Pathos and humor are the two levers by which the Irish character is
raised or depressed; and these are blended, in a manner too anomalous to
be ever properly described. Whoever could be present at a sermon on
the Sunday when a Purgatorian Society is to be established, would hear
pathos and see grief of the first water. It is then he would get
a "nate" and glowing description of Purgatory, and see the broad,
humorous, Milesian faces, of three or four thousand persons, of both
sexes, shaped into an expression of the most grotesque and clamorous
grief.

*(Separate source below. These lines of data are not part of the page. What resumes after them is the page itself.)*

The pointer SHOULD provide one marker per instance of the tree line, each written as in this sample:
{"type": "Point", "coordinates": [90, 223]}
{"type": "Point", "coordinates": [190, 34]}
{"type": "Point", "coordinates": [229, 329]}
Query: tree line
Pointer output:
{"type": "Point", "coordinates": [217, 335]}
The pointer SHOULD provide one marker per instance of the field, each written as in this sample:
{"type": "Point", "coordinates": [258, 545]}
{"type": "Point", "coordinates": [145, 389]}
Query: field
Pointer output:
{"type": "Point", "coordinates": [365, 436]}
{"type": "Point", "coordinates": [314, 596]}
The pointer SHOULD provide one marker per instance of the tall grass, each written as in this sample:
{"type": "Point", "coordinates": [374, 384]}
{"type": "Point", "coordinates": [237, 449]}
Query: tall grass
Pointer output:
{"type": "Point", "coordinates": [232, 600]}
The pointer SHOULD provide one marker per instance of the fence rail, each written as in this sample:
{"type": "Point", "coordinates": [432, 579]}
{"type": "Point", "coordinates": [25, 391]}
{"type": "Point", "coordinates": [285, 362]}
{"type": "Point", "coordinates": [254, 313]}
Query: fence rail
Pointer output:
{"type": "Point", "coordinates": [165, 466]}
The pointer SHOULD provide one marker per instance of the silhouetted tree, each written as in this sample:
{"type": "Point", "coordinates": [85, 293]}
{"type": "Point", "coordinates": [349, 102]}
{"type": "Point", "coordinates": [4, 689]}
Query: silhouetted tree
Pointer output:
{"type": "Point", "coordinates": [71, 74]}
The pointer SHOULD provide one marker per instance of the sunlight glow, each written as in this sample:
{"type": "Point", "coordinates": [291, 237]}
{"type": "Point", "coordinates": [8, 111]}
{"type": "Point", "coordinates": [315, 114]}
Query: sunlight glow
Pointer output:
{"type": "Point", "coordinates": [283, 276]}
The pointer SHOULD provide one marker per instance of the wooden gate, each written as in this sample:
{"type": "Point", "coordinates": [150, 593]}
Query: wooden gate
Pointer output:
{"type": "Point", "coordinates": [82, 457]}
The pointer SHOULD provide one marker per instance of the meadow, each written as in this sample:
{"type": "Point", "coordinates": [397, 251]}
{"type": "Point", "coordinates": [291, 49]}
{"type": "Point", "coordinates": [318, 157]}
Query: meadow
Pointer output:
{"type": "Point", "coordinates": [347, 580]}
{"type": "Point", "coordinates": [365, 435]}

The priest, however, on particular occasions of this nature, very
shrewdly gives notice of the sermon, and of the purpose for which it is
to be preached:--if it be grave, the people are prepared to cry; but
if it be for a political, or any other purpose not decidedly religious,
there will be abundance of that rough, blunt satire and mirth, so keenly
relished by the peasantry, illustrated, too, by the most comical and
ridiculous allusions. That priest, indeed, who is the best master
of this latter faculty, is uniformly the greatest favorite. It is no
unfrequent thing to see the majority of an Irish congregation drowned
in sorrow and tears, even when they are utterly ignorant of the language
spoken; particularly in those districts where the Irish is still the
vernacular tongue.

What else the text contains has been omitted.